Мир же политзаключенных оставался terra incognita для официальной советской словесности. И напротив, «потаенная» (неофициальная) и эмигрантская литература уделяли «лагерной теме» исключительное внимание.
Лагерь как особая сфера жизни, принципиально отличная от всего известного на тот момент о содержании в местах заключения, становится известным русской эмиграции благодаря немногочисленным свидетельствам очевидцев, узников и бывших советских служащих, бежавших из СССР. На рубеже 20-30-х гг. в эмигрантской печати было опубликовано несколько свидетельств жестокого отношения к заключенным. Однако ни одно из подобных сочинений не вызвало широкого отклика, за исключением книги «Россия в концлагере» И.Л. Солоневича (1936), переведенной на несколько европейских языков и изданной большими тиражами. Впрочем, советскому читателю данные сочинения были совсем незнакомы, а о Соловках в печати особо не упоминалось. В «Мастере и Маргарите» М.А. Булгакова пожелание Ивана Бездомного «отправить его <Канта> в Соловки» не только показывает невежество молодого литератора, усиливая фантасмагоричность происходящего, но и четко обозначает советские реалии начала 30-х гг.

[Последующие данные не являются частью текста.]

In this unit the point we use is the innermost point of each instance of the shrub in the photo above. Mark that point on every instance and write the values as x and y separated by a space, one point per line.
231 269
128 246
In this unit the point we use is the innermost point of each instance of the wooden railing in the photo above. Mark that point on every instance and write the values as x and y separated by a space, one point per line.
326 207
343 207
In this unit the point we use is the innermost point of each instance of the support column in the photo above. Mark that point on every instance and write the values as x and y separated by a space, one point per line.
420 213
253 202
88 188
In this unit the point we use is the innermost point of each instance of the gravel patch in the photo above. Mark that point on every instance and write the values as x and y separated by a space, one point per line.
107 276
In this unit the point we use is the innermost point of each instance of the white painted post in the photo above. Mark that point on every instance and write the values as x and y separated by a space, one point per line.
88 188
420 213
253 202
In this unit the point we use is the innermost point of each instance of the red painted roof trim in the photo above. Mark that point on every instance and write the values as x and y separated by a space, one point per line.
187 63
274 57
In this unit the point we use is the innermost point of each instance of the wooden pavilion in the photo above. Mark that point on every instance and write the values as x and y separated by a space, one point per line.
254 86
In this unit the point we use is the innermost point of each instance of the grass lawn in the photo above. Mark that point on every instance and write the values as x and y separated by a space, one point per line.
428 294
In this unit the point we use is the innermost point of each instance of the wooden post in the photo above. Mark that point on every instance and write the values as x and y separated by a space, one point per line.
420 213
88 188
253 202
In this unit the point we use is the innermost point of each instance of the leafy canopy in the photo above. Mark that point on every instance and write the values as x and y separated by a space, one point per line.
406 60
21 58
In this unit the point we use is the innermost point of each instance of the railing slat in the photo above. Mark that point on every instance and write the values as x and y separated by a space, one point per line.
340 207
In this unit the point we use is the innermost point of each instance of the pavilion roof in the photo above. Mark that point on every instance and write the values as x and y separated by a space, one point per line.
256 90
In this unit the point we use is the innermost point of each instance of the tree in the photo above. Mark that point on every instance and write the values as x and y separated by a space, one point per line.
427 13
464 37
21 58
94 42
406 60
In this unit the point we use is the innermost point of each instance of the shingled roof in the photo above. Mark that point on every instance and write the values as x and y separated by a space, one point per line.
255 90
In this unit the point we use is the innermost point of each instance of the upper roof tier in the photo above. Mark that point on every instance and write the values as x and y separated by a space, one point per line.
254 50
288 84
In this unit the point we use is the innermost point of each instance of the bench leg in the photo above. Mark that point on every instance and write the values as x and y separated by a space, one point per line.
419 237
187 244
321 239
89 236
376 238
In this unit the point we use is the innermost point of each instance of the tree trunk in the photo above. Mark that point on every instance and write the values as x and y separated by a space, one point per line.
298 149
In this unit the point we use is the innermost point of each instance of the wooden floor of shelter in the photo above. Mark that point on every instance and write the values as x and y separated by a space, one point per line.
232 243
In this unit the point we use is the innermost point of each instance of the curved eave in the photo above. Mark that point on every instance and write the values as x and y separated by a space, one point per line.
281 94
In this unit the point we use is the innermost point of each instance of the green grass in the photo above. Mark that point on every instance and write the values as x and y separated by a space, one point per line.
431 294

Оттепель и перестройка - с каждым из этих периодов в истории СССР связано появление автора, по-новому открывшего тему лагеря. 60-е явили России и миру А.И. Солженицына, 80-е - В.Т. Шаламова, И.Л. Солоневича и др., знакомых западному и русскому эмигрантскому читателю, но практически неизвестных на Родине.
Завершение советского периода развития литературы и общества потребовало заново осмыслить «лагерную тему» во всем ее единстве, от 20-х гг. до современности. С началом перестройки кинематограф обратился к данной теме. «Холодное лето 53-го», «Живой», «Кому на Руси жить...», «Затерянный в Сибири» - вот неполный перечень фильмов, вышедших на экраны на рубеже 80-90-х гг. В 90-е и в 2000-е годы «лагерная тема» продолжала сохранять свою актуальность и значимость для российского кинематографа.

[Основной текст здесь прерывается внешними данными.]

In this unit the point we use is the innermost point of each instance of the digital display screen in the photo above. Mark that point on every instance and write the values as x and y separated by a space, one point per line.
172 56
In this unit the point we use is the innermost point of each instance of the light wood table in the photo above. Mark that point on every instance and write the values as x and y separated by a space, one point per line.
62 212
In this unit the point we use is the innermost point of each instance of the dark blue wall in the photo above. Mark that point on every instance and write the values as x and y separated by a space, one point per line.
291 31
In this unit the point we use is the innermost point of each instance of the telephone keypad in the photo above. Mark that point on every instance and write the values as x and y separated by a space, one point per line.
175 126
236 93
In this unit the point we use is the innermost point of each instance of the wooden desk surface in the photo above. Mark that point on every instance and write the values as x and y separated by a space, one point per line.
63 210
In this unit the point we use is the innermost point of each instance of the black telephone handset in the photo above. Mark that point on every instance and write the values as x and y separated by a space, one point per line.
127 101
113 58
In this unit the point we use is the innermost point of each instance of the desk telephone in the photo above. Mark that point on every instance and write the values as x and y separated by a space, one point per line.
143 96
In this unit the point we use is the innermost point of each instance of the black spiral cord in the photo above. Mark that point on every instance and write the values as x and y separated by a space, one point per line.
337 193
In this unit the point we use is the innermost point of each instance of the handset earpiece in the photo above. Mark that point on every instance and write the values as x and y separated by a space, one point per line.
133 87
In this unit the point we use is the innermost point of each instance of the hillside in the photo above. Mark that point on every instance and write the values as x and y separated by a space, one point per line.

Особое место среди экранизаций постсоветского времени занимают фильмы, созданные по мотивам произведений В.Т. Шаламова, А.И. Солженицына и И.Л. Солоневича. Повышенный интерес ко всему, хоть как-то связанному с Солженицыным, на Западе в 60-70-е гг. вызвал появление нескольких кинолент по мотивам произведений «Один день Ивана Денисовича», «В круге первом» и др. Однако первая отечественная экранизация состоялась в 2006 г., когда Г. Панфилов поставил «В круге первом». Солженицынское понимание лагеря как испытания с присущим вермонтскому отшельнику философско-образным прочтением ситуации вынужденного заключения, очень хорошо вписалось в сложившуюся на рубеже 80-90-х гг. в советском кинематографе традицию раскрытия «лагерной темы». Для экранизации Г. Панфилова характерны минимальные отступления от текста. Намного сложнее с «Россией в концлагере» и с рассказами Шаламова. Пафос инвенктивы, свойственный данным произведениям, затрудняет их «точную», т. е. близкую к оригиналу, экранизацию. Особенно это характерно для Солоневича, крайне неоднозначно воспринимаемого в постсоветском обществе [3].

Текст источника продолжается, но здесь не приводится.